The only limits on cosplay are individuals originality and creativeness, but the more the merrier. While there are people who have outfits of obscure characters or are inside jokes between otakus, others have fun with more popular characters from a show or video game.
Kristen Delgado (Luigi) and Julie Gram (Mario) both said they love dressing up in characters. Both made their costumes ahead of time, coordinating with one another over calls and emails since Delgoda lives in San Jose and Gram in Irvine. They checked in with each other regularly to make sure they both had the right fabrics, going as far as mailing each other sample, creating their dresses to resemble the two plucky plumbers.

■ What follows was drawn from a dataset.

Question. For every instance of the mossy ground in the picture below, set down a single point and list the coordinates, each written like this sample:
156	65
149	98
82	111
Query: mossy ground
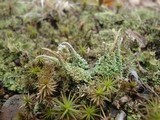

While Delgado loves the attention she gets from people constantly asking for pictures and poses, both her and Gram admit that it get’s tiring at times, “because we don’t get time to go look around or take pictures with other people whose outfits we like” said Gram.
Then there are fans like Kendra Mc Peete that spend months creating their costumes. “I started dressing up when I went to my first convention when I was seven years old. I dressed up as a clingon to a Star Trek convention my parents took me to,” says Mc Peete. Her “Starcream” outfit is composed of foam, cardboard and a few other materials here and there. She said she initially got the idea and concept from a shirt she has and started working from there. Her costume is functions to not only resemble the decepticon fighter jet, but so she can walk around and use the bathroom when needed. She describes that the only draw backs walking around all day in the costume, overheating inside and making sure that the costume stays intact. As it was, her shoulders were being held together by zip ties as the parts ripped and tore throughout the day.
No matter what your favorite show is, who you’re dressed as or whether you’re a hardcore or casual anime fan. One thing is certain. Everyone goes to the cons to have fun and share their passion and love for all things nerdy and that includes comics, anime and video games. In this community, no is made fun of, harassed or put down, it’s all good here. That’s because for one weekend, the outcast and misfits take over and are free to be who they wanna be with no consequences outside of bad pictures. This is the kind of environment in which you can be yourself, whether that’s a 25 year old anime fan or the spirit of a dying demon trapped inside the body of a teenage boy who must over come his shyness for girls in order to save the princess and confess his love for her before the forces of evil sacrifice her spirit to the gods.